Williams also noted the importance of NFTs and scaling to the growth of the decentralized ecosystem, and predicted that the first billion users for blockchain are going to come from SocialFi and GameFi — social media and games interwoven with DeFi.
“When we recreate social media, when we recreate games, when we recreate enterprise systems, in every single case we’re going to reimagine what they look like, and their very essence is going to be different,” he said. “It’s going to start accelerating in the coming years. 10 years from now, the world is going to be a completely different place, and nobody will have any doubt that blockchain is not only the new internet, but also the new stack.”

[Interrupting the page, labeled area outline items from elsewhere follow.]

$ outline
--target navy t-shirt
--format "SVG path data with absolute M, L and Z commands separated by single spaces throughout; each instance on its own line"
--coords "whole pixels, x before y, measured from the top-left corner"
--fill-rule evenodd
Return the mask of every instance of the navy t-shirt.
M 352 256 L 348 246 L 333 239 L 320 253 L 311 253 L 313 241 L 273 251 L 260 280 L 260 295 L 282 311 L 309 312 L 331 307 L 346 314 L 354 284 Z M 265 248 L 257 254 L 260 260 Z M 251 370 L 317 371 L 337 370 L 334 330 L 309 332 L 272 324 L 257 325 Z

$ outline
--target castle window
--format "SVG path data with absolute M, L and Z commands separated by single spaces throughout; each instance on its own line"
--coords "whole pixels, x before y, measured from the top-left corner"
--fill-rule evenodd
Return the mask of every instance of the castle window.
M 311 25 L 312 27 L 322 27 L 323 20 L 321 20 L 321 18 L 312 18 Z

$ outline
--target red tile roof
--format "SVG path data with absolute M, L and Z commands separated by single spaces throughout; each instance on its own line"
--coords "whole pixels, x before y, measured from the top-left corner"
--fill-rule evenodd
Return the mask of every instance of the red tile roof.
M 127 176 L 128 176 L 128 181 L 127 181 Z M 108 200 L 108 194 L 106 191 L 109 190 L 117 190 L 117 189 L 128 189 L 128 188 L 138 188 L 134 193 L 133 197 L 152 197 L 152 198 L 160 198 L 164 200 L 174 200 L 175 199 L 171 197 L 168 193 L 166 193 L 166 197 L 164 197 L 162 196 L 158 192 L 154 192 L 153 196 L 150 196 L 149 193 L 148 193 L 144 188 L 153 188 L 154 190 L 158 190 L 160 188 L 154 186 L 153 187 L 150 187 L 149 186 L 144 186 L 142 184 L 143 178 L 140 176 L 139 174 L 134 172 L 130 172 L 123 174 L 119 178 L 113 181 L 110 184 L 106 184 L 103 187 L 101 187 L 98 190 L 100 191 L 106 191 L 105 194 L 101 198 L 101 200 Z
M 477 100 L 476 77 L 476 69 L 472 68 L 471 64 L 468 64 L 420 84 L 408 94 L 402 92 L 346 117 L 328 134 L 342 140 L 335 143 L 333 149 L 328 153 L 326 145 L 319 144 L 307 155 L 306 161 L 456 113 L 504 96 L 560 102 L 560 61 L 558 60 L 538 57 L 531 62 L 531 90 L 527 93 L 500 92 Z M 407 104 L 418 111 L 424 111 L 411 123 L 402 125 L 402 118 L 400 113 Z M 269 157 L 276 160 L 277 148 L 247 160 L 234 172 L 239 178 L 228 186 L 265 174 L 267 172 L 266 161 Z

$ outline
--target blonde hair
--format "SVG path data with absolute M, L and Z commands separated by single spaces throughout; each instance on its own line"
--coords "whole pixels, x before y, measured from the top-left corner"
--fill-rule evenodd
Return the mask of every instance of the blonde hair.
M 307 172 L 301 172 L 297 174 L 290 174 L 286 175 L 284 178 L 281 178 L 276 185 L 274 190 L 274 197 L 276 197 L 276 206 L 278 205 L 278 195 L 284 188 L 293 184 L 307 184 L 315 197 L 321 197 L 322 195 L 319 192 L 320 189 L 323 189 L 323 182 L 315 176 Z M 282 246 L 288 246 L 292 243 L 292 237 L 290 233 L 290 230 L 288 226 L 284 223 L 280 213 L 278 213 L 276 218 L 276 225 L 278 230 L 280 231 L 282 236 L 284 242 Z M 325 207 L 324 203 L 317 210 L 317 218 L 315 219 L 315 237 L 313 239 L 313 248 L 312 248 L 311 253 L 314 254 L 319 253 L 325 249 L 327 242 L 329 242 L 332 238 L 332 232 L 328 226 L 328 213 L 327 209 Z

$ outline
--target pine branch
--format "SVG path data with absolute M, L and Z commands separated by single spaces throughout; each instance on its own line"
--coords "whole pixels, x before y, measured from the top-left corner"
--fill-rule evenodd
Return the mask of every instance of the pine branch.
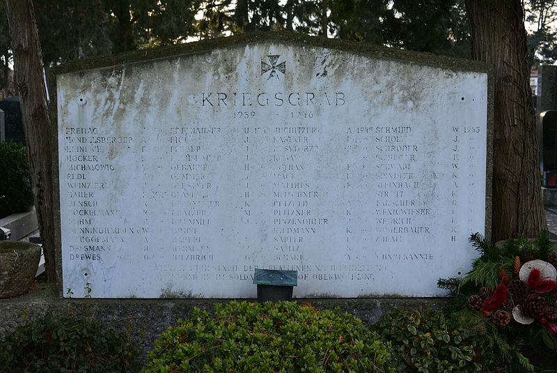
M 437 280 L 437 287 L 448 290 L 450 296 L 458 294 L 461 279 L 459 277 L 440 278 Z

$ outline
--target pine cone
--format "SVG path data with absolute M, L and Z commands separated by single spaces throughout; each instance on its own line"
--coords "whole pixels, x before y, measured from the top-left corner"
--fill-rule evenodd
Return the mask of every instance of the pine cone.
M 549 254 L 549 255 L 547 256 L 547 261 L 557 268 L 557 252 L 554 251 Z
M 493 313 L 493 322 L 497 326 L 506 326 L 510 322 L 510 314 L 503 310 L 497 310 Z
M 512 309 L 515 307 L 515 303 L 510 298 L 507 298 L 503 302 L 503 309 L 505 311 L 512 311 Z
M 548 307 L 545 310 L 545 317 L 550 320 L 557 319 L 557 309 L 554 307 Z
M 507 272 L 503 269 L 503 267 L 499 267 L 497 270 L 499 273 L 499 278 L 501 279 L 501 282 L 505 284 L 508 284 L 510 282 L 510 279 L 509 278 L 508 275 L 507 275 Z
M 519 280 L 513 280 L 507 286 L 512 301 L 515 305 L 521 303 L 528 295 L 528 287 Z
M 522 311 L 534 319 L 541 317 L 547 310 L 547 303 L 541 296 L 536 293 L 528 295 L 522 303 Z
M 480 296 L 472 296 L 468 298 L 468 308 L 477 311 L 482 307 L 482 298 Z
M 493 290 L 492 290 L 489 287 L 483 287 L 480 289 L 480 296 L 482 298 L 482 299 L 485 299 L 486 298 L 492 295 L 492 291 Z
M 515 275 L 515 277 L 518 277 L 519 273 L 520 273 L 520 267 L 521 266 L 521 264 L 520 263 L 520 257 L 518 255 L 515 257 L 515 268 L 512 268 L 512 274 Z

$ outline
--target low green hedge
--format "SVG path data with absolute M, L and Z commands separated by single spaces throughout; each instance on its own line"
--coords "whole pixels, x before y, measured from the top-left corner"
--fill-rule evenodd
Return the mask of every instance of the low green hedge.
M 138 351 L 122 334 L 86 319 L 47 314 L 0 340 L 0 372 L 136 372 Z
M 33 201 L 25 147 L 0 142 L 0 218 L 29 211 Z
M 395 310 L 372 328 L 393 347 L 397 372 L 489 372 L 480 340 L 441 311 Z
M 294 302 L 196 309 L 168 328 L 145 372 L 394 372 L 389 344 L 338 310 Z

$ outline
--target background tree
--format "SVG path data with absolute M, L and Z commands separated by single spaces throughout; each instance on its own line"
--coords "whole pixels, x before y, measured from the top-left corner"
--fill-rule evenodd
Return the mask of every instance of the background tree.
M 494 68 L 494 241 L 547 227 L 520 0 L 466 0 L 473 58 Z
M 533 26 L 528 36 L 530 64 L 557 61 L 557 0 L 528 0 L 526 20 Z
M 50 119 L 42 78 L 42 56 L 31 0 L 5 0 L 13 51 L 16 84 L 29 158 L 31 184 L 50 282 L 56 281 Z

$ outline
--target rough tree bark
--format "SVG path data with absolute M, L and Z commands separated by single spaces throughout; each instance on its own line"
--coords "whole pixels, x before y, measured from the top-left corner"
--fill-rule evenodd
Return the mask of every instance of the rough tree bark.
M 56 282 L 50 119 L 32 0 L 5 0 L 47 277 Z
M 494 72 L 494 241 L 537 236 L 542 198 L 524 10 L 520 0 L 466 0 L 475 59 Z

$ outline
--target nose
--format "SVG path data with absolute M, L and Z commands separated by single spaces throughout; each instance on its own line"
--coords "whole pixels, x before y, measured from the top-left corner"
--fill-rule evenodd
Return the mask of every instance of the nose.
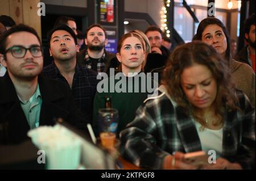
M 33 56 L 30 50 L 27 50 L 27 52 L 26 52 L 24 58 L 27 60 L 30 60 L 33 58 Z
M 204 90 L 200 86 L 197 86 L 196 87 L 196 92 L 195 95 L 199 98 L 202 98 L 204 95 Z
M 131 54 L 137 54 L 137 52 L 136 52 L 136 49 L 134 48 L 132 48 L 131 49 Z
M 214 44 L 217 43 L 218 43 L 218 39 L 215 36 L 213 36 L 212 38 L 213 43 Z
M 64 46 L 64 45 L 66 45 L 66 44 L 65 44 L 65 43 L 63 41 L 63 40 L 61 40 L 61 41 L 60 41 L 60 45 L 61 46 Z

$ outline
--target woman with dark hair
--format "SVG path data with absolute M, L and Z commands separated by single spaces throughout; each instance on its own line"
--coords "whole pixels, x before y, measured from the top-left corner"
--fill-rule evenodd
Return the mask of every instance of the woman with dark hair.
M 255 107 L 255 74 L 250 66 L 232 58 L 230 39 L 222 22 L 215 18 L 203 19 L 193 40 L 212 45 L 225 58 L 236 87 L 245 93 Z
M 255 110 L 214 48 L 200 41 L 178 47 L 162 83 L 159 95 L 145 100 L 120 133 L 125 158 L 146 168 L 193 169 L 184 153 L 211 151 L 216 163 L 203 169 L 251 168 Z

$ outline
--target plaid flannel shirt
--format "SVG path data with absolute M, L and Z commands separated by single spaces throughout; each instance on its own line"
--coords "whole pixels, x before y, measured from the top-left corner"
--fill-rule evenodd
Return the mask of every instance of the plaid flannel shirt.
M 242 111 L 226 108 L 221 157 L 251 169 L 255 164 L 255 109 L 243 92 L 236 93 Z M 124 158 L 138 166 L 161 169 L 167 154 L 201 150 L 193 119 L 167 93 L 144 102 L 120 133 Z
M 47 77 L 66 82 L 68 85 L 54 62 L 45 67 L 43 73 Z M 92 123 L 93 99 L 97 83 L 95 71 L 78 64 L 76 65 L 71 91 L 75 103 L 90 123 Z

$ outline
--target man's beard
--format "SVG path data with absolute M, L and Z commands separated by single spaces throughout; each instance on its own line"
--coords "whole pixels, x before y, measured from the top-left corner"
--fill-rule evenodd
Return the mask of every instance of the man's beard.
M 101 43 L 99 45 L 93 45 L 92 44 L 88 43 L 88 47 L 92 51 L 100 51 L 104 48 L 104 42 Z
M 251 40 L 251 39 L 248 39 L 248 43 L 250 45 L 250 46 L 251 46 L 251 47 L 253 47 L 253 48 L 255 49 L 255 41 L 252 41 Z

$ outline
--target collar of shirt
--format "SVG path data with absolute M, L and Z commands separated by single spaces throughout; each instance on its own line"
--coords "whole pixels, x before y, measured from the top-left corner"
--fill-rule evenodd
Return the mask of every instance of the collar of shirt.
M 20 103 L 23 104 L 26 104 L 27 103 L 31 103 L 34 100 L 36 100 L 38 99 L 39 98 L 41 98 L 41 93 L 40 92 L 40 89 L 39 89 L 39 85 L 38 83 L 38 86 L 36 87 L 36 90 L 35 92 L 35 93 L 34 93 L 33 95 L 30 98 L 30 99 L 28 100 L 22 100 L 20 97 L 19 96 L 19 95 L 18 95 L 18 98 L 19 99 L 19 101 L 20 102 Z
M 249 46 L 247 46 L 247 57 L 247 57 L 248 58 L 248 61 L 249 62 L 250 65 L 251 66 L 252 62 L 251 62 L 251 57 L 250 56 L 250 49 L 249 49 Z
M 102 56 L 100 58 L 98 59 L 98 61 L 97 62 L 97 70 L 94 70 L 97 72 L 100 73 L 104 71 L 105 58 L 106 52 L 104 50 L 104 53 L 103 54 Z M 89 69 L 93 69 L 92 60 L 90 58 L 87 50 L 85 52 L 84 60 L 85 63 L 85 67 Z

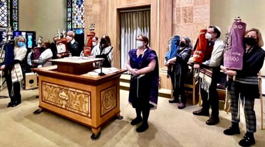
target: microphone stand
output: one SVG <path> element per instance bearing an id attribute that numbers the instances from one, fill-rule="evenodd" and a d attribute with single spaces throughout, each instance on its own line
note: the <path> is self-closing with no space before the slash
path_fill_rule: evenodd
<path id="1" fill-rule="evenodd" d="M 99 76 L 105 75 L 106 75 L 106 74 L 104 74 L 104 73 L 102 73 L 102 64 L 103 64 L 103 62 L 101 62 L 101 72 L 100 72 L 100 73 L 99 74 Z"/>

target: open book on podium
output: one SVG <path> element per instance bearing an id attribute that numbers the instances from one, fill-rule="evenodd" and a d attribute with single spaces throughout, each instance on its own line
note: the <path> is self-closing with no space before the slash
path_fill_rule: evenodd
<path id="1" fill-rule="evenodd" d="M 110 74 L 112 73 L 114 73 L 116 72 L 117 72 L 119 71 L 119 69 L 116 69 L 115 68 L 102 68 L 102 73 L 107 74 Z M 87 74 L 91 74 L 91 75 L 99 75 L 99 74 L 101 73 L 101 69 L 98 69 L 96 70 L 94 70 L 92 71 L 92 72 L 89 72 Z"/>

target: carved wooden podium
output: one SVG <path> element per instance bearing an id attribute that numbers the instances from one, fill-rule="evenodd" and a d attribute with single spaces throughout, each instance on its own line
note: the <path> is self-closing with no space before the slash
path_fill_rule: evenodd
<path id="1" fill-rule="evenodd" d="M 101 135 L 101 126 L 120 117 L 121 74 L 127 71 L 104 76 L 87 74 L 95 68 L 92 60 L 63 58 L 51 60 L 57 65 L 32 69 L 39 75 L 39 109 L 52 112 L 92 128 L 91 139 Z"/>

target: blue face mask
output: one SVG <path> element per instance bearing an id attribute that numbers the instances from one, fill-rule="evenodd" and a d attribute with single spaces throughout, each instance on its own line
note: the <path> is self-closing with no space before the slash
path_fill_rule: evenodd
<path id="1" fill-rule="evenodd" d="M 18 42 L 18 46 L 20 47 L 23 47 L 24 46 L 24 43 L 22 42 Z"/>

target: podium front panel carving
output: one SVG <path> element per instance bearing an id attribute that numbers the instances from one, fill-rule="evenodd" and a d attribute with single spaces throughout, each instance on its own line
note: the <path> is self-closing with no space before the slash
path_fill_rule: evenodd
<path id="1" fill-rule="evenodd" d="M 43 102 L 91 118 L 91 92 L 43 81 Z"/>
<path id="2" fill-rule="evenodd" d="M 101 116 L 117 107 L 117 87 L 116 85 L 104 90 L 100 94 Z"/>

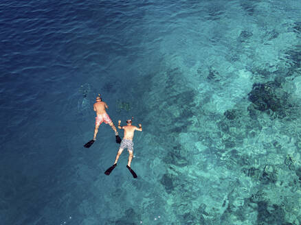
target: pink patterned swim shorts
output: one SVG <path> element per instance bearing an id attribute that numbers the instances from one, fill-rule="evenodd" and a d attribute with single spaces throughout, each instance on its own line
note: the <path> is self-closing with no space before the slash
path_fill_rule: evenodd
<path id="1" fill-rule="evenodd" d="M 112 123 L 112 120 L 111 119 L 109 115 L 106 113 L 102 115 L 98 115 L 96 117 L 95 117 L 95 125 L 100 126 L 102 122 L 105 123 Z"/>

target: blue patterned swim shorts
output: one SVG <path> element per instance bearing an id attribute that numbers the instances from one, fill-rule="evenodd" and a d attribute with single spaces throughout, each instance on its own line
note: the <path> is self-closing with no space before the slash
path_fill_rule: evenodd
<path id="1" fill-rule="evenodd" d="M 132 140 L 122 139 L 122 141 L 121 141 L 120 148 L 124 149 L 126 147 L 129 151 L 133 151 L 133 147 L 134 143 Z"/>

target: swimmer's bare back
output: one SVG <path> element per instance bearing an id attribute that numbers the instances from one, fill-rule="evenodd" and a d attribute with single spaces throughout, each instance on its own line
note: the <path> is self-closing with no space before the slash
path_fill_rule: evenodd
<path id="1" fill-rule="evenodd" d="M 109 108 L 108 106 L 104 102 L 100 101 L 98 101 L 97 102 L 94 103 L 93 108 L 97 115 L 106 113 L 106 108 Z"/>

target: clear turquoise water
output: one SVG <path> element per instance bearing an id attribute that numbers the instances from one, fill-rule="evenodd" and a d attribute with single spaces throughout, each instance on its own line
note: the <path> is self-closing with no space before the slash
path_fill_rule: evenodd
<path id="1" fill-rule="evenodd" d="M 1 224 L 300 224 L 300 11 L 2 1 Z M 136 180 L 126 151 L 104 174 L 109 126 L 82 147 L 99 93 L 115 124 L 142 123 Z"/>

Wanxiang Blockchain Hackathon
Wrapping up the week was the conclusion of the Wanxiang Blockchain Hackathon, organized by Wanxiang Blockchain in partnership with the DFINITY Foundation.
DFINITY staff engineer Paul Liu served as a judge for the Wanxiang Blockchain Hackathon. He delivered a technical primer on the Internet Computer to participating hackathon teams, reviewed their code, and evaluated all of their projects.
The grand prize was awarded to Dmail, a new decentralized email infrastructure. IC Contacts, a social network management tool that gives users data sovereignty, so that their online identities, social relationships, and assets are no longer bound by centrally controlled social applications, won first prize in the Social category. First prize in the NFT category was awarded to NFT Gaga, a one-click NFT badge solution for projects. And CCC/C3 Protocol, an open autonomous organization that facilitates decentralized community painting and “crowd created canvases,” was awarded first prize in Gaming.